Closer Look: Hope Springs Eternal
January 2008
Two heavyweights duked it out this summer. It’s been years since a match was as exciting or as long-awaited. This may sound like boxing, but David Hockney and Anselm Kiefer are reigning champions of contemporary art. Their pictures stood toe to toe on adjacent walls at the 239th Royal Academy Summer Exhibition. At one end of the skylit room, Hockney installed "Bigger Trees Near Warter" (2007), a painting composed of 50 canvases, each 36 by 48 inches. Opposite, Kiefer, a comparatively new contender, installed his mixed-media "Aperiat Terra et Germinet Salvatorem" (2006). While Hockney’s painting was the largest ever included, Kiefer’s 15-foot by 22½-foot composition of encrusted mud, paint, shellac, a thorn bush and a model submarine made of lead weighed in as the heaviest.Kiefer came to international attention in the ’70s and ’80s for his profoundly tragic, frighteningly panoramic visions of empty railroad tracks, burnt books, charnel ovens and charred terrain—killing fields with the bodies removed. He often works in series, sometimes using a generic title.

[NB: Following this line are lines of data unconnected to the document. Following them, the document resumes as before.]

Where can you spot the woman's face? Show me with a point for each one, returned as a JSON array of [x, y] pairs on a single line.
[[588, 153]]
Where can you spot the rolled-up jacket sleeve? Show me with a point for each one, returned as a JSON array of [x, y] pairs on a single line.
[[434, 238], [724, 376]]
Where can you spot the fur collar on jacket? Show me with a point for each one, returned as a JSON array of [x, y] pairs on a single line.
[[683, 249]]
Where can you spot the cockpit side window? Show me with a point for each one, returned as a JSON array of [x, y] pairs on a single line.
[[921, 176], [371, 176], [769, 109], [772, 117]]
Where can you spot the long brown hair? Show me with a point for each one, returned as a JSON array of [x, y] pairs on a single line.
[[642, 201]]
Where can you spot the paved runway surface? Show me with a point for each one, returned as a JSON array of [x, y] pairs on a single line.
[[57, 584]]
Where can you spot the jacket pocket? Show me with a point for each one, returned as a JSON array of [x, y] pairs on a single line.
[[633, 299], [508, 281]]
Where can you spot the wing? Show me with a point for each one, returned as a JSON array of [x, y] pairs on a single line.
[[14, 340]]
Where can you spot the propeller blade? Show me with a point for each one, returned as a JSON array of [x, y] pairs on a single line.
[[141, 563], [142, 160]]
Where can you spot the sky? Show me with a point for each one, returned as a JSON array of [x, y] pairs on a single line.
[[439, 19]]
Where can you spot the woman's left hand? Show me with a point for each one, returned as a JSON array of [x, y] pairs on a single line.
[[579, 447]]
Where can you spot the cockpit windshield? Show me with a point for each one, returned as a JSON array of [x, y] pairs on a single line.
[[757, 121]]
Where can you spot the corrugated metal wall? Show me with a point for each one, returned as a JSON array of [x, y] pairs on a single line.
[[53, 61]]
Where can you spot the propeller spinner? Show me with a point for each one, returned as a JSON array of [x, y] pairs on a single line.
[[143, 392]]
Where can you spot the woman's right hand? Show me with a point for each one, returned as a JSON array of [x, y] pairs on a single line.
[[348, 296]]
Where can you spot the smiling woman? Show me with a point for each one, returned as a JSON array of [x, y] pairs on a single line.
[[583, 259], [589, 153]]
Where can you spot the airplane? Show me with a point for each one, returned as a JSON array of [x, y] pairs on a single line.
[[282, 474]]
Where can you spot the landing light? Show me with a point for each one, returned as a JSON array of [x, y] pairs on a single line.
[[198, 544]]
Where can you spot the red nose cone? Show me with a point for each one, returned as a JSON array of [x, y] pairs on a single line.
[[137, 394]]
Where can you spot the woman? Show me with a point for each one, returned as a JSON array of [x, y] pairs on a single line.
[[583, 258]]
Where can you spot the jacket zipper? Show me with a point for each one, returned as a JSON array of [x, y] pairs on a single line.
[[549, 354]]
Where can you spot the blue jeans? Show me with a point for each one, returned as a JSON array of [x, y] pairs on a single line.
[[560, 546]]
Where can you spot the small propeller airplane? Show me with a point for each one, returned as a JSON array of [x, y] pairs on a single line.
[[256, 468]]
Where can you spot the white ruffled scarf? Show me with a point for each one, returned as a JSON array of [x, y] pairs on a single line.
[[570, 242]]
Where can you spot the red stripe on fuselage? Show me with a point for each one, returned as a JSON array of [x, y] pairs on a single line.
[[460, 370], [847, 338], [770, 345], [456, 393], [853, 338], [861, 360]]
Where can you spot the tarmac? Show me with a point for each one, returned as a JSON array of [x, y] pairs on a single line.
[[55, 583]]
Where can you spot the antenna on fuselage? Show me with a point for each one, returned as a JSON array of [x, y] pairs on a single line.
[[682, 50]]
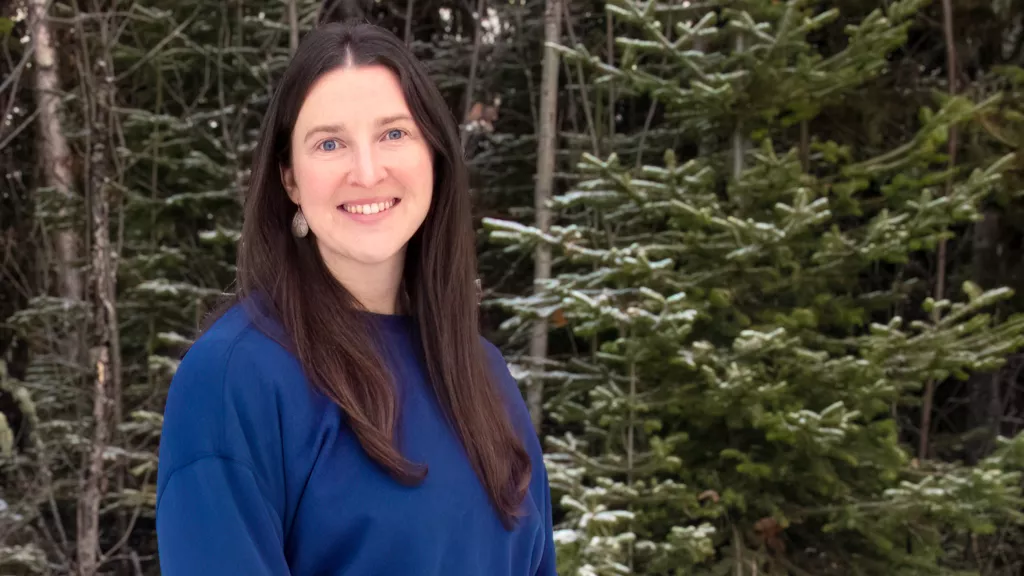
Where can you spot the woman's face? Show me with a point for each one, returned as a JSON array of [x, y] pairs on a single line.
[[361, 171]]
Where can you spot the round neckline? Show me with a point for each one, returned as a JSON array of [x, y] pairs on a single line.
[[388, 320]]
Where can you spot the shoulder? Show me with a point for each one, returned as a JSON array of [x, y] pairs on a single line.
[[225, 397]]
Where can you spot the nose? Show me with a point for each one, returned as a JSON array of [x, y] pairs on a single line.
[[367, 170]]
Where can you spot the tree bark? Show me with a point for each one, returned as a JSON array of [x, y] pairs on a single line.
[[473, 64], [293, 27], [56, 164], [409, 22], [105, 338], [940, 274], [542, 194], [985, 409]]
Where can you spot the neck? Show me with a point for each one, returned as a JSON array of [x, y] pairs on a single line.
[[375, 286]]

This is the case with "Aperiat terra et germinet Salvatorem," which is part of the larger "Aperiatur Terra" body of work that has attracted wide attention in the last two years. The title is a quotation from the Latin translation of the Bible, scratched across the grey sky as if in chalk for a lesson: "rorate caeli desuper et nubes pluant justum / aperiat terra et germinet salvatorem" ("Let the clouds above rain down justice on the earth, let the earth open and bring forth a savior"). These are the opening words of Isaiah 45:8, which are read throughout Advent, the season of spiritual reflection in preparation for Christmas. The "Rorate Coeli" reflects Isaiah’s longing for renewal and rebirth after the devastations of his days. The atmosphere settles heavily over a submarine lying derelict on the bottom of an ocean. Pink and red flowers spring up from the dry, cracked seabed, unexpectedly restored to the light. The work is neither a dream nor a narration; it is the idea that spring follows winter, life redeems death.

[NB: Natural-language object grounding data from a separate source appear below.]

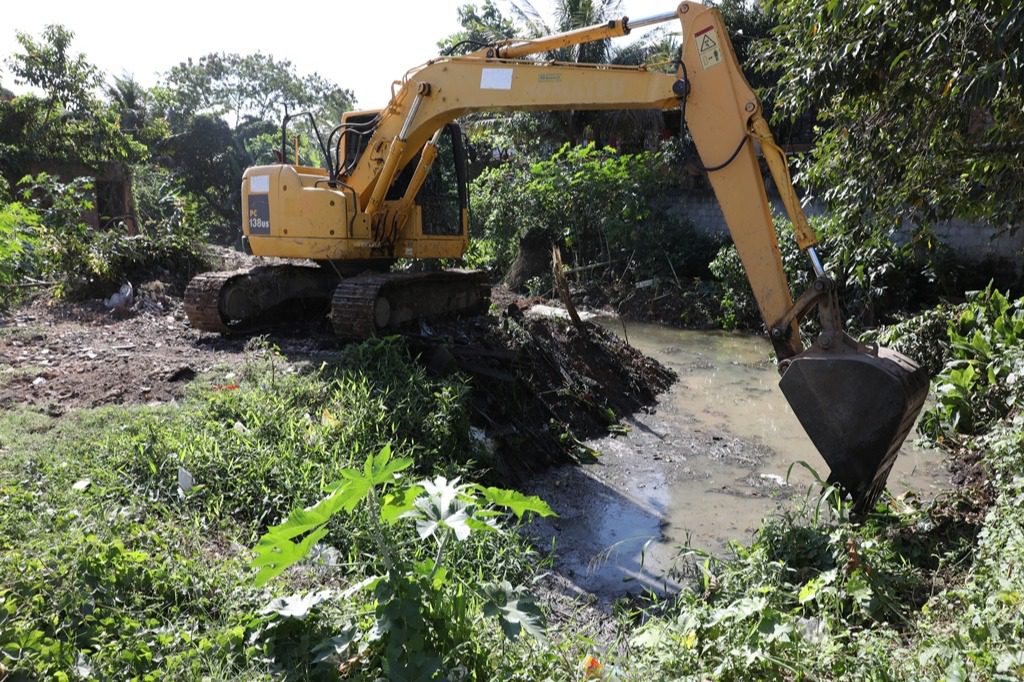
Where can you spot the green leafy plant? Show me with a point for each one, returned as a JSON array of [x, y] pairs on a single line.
[[983, 381], [421, 610]]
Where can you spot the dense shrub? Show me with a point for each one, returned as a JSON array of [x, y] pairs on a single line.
[[983, 381], [82, 260], [601, 205], [876, 278]]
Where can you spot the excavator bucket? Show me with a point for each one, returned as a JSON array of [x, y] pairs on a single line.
[[857, 407]]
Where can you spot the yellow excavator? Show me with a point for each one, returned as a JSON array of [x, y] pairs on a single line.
[[361, 212]]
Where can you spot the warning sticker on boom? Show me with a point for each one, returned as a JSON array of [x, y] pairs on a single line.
[[709, 47]]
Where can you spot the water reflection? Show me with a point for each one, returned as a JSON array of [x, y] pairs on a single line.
[[719, 455]]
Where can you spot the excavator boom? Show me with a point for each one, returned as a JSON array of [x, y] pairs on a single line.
[[857, 403]]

When critics praise Kiefer for making works like operas, they mean he tackles the big themes while accepting the risk of falling flat on his face. The most blatant unrealities are presented as real and true. The scale has to be big enough to steam-roll the nitpickers. Hockney’s style is more like Stravinsky than Wagner. There are as many styles as there are artists, which explains why the Academy’s contest was judged an honorable draw.
John T. Spike is an international art critic and curator.